Избранные публикации

  1. Streltsova M.A., Barsov E., Erokhina S.A., Kovalenko E.I. (2017). Retroviral gene transfer into primary human NK cells activated by IL-2 and K562 feeder cells expressing membrane-bound IL-21. J. Immunol. Methods 450, 90–94 [+]

    Natural killer (NK) cells are capable of rapidly recognizing and efficiently killing tumor cells. This makes them a potentially promising agent for cancer immunotherapy. Additional genetic modifications of NK cells may further improve their anti-tumor efficacy. Numerous technical challenges associated with gene delivery into NK cells have significantly tempered this approach. We achieved efficient retroviral vector transduction of primary human NK cells that were stimulated by a combination of IL-2 and engineered K562 cells expressing membrane-bound IL-21. The activated NK cells were in less differentiated state and expressed NK cell activation receptors NKG2D, NKp30, CD16, and were highly HLA-DR-positive. This NK cell population was highly susceptible to the transduction by both GFP- and NGFR-expressing retroviral vectors, with transduction efficiency exceeding 50%. More mature CD57(+) NK cell population was generally resistant to retroviral vector transduction because of poor response to the stimulation. Our findings may facilitate retroviral vector-mediated genetic engineering of human primary NK cells for future immunotherapies.

  2. Kovalenko E.I., Streltsova M.A., Kanevskiy L.M., Erokhina S.A., Telford W.G. (2017). Identification of Human Memory-Like NK Cells. Curr Protoc Cytom 79, 9.50.1–9.50.11 [+]

    Our understanding of NK biology is increased dramatically, a product of improved flow-cytometric techniques for analyzing these cells. NK cells undergo significant changes in repertoire during differentiation. A repeating stimulus, such as a cytomegalovirus infection, may result in accumulation of certain types of highly differentiated NK cells designated as memory-like, or adaptive NK cells. Adaptive NK cells are capable of rapid expansion and effective response to the recall stimulus. These cells differ significantly from conventional NK cells both functionally and phenotypically. Here we describe an approach for identification and analysis of adaptive NK cells in human peripheral blood.

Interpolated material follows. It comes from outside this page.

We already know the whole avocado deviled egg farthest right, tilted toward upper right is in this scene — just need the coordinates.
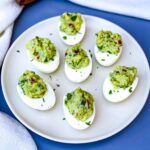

CD57-positive cells with high expression of activating-receptor NKG2C, increased expression of KIR receptors, lack of co-expression with inhibitory receptor NKG2A, and decreased expression of activating receptor NCR3 (NKp30) all characterize this cell type. The flow-cytometric method described below can identify this NK cell subset on a relatively simple flow cytometer. © 2017 by John Wiley & Sons, Inc.

  3. Kanevskiy L.M., Erokhina S.A., Streltsova M.A., Telford W.G., Sapozhnikov A.M., Kovalenko E.I. (2014). Bacterial lipopolysaccharide activates CD57-negative human NK cells. Biochemistry Mosc. 79 (12), 1339–48 [+]

    NK cells play an important regulatory role in sepsis by induction and augmentation of proinflammatory reactions in early stages of the septic process and by suppression of immune response in later stages of inflammation. The present work was aimed at the effect of bacterial lipopolysaccharide (LPS), the main pathogenic factor of sepsis development, on human NK cells ex vivo. We show that LPS activates immature CD57-negative NK cells, which typically constitute less than half of the normal NK cell population in human peripheral blood. Under conditions of NK cell stimulation with IL-2, addition of LPS provokes an increase in IFN-γ production. However, LPS both increased and inhibited NK cell cytotoxic activity. It is important to note that the activation of NK cells on LPS addition was observed in the absence of TLR4 on the NK cell surface. These results confirm our previous data arguing for a direct interaction of LPS with NK cells and evidence an atypical mechanism of LPS-induced NK cell activation without the involvement of surface TLR4.